How much easier might this conversation have been if I had never lost my journal, if I could simply open to the pages where I’d written all about that summer, all about that last night in particular, then slide the book across the table for Lynch to read?
I remember that when I ran across the street and burst through the front door, the first thing I wanted to do was hug my sister, since I had not hugged her the day she left home. But the sight of Rose made me stop abruptly in the entrance to the living room.
“What are you gawking at?” Rose said. “You look like you’ve seen a ghost.”

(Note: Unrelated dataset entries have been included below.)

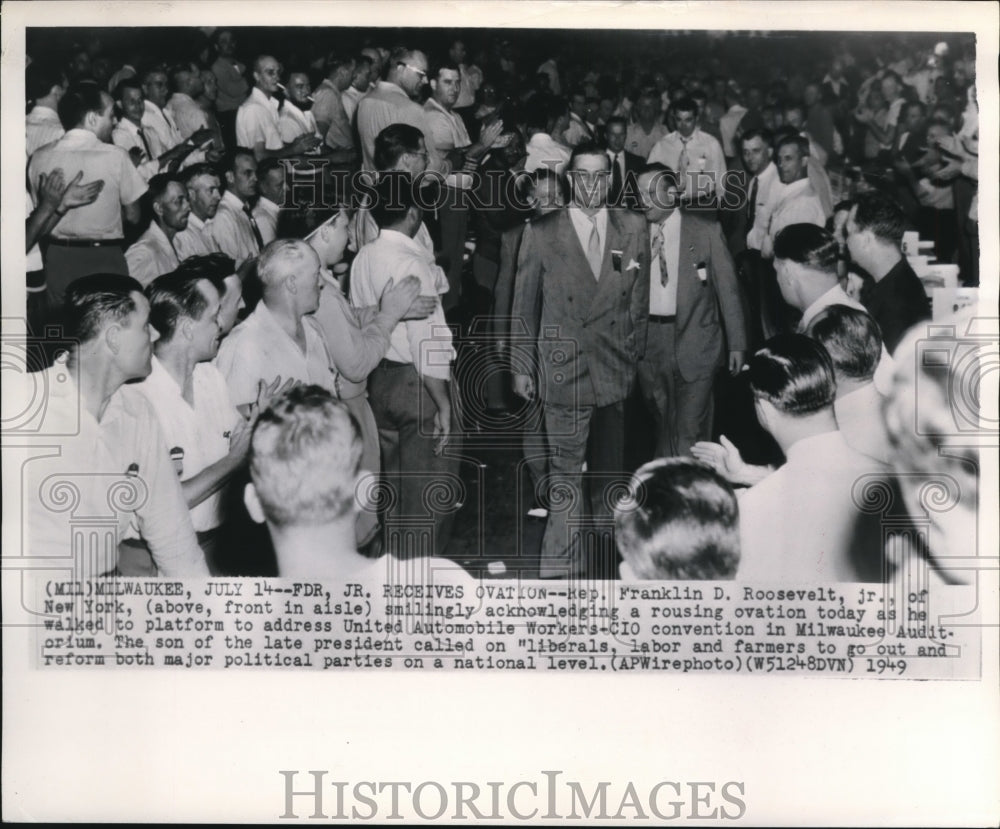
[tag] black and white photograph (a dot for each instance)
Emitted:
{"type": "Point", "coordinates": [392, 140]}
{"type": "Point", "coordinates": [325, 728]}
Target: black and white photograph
{"type": "Point", "coordinates": [387, 377]}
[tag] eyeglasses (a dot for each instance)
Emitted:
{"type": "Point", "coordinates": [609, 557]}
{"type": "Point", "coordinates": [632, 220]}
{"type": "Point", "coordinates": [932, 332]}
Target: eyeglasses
{"type": "Point", "coordinates": [416, 69]}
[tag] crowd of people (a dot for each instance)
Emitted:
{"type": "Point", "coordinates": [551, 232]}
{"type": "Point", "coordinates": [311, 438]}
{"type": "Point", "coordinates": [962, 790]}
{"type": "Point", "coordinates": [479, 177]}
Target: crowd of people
{"type": "Point", "coordinates": [263, 265]}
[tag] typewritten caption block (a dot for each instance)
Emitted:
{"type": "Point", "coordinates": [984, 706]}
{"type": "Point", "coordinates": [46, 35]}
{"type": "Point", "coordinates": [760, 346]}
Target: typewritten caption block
{"type": "Point", "coordinates": [670, 627]}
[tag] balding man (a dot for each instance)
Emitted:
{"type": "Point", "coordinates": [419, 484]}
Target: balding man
{"type": "Point", "coordinates": [280, 341]}
{"type": "Point", "coordinates": [258, 121]}
{"type": "Point", "coordinates": [153, 253]}
{"type": "Point", "coordinates": [394, 101]}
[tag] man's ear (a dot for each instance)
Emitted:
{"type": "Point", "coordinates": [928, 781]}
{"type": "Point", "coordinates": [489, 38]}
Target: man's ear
{"type": "Point", "coordinates": [252, 502]}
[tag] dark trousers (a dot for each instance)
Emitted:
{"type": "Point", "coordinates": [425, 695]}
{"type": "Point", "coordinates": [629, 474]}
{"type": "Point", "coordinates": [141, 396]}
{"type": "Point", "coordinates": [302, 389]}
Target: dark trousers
{"type": "Point", "coordinates": [595, 434]}
{"type": "Point", "coordinates": [422, 490]}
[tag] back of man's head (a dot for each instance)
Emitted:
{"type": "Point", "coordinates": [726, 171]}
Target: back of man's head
{"type": "Point", "coordinates": [80, 99]}
{"type": "Point", "coordinates": [98, 300]}
{"type": "Point", "coordinates": [305, 454]}
{"type": "Point", "coordinates": [794, 374]}
{"type": "Point", "coordinates": [808, 245]}
{"type": "Point", "coordinates": [678, 521]}
{"type": "Point", "coordinates": [852, 339]}
{"type": "Point", "coordinates": [393, 143]}
{"type": "Point", "coordinates": [880, 214]}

“Your head,” I told her. “What did you . . .”
She reached a hand up and ran it over her scalp, still nicked and bloody from the razor. “Funny, I had a full head of hair when I got here this morning. But when I found someone else sleeping in my room, wearing my clothes, living my life, I thought I better do something to set myself apart from her.”
“Rose,” my mother said. “Your father and I explained why you found things the way you did. You never should have—”
The front door opened and my mother grew quiet. A moment later, Abigail padded up the hall in bare feet until she was standing beside me. Why had I failed to notice earlier that the shirt she wore was not one of those tattered things she had arrived with, but rather a simple black tank that belonged to my sister? How many other days and nights had she taken to wearing her clothes without my noticing?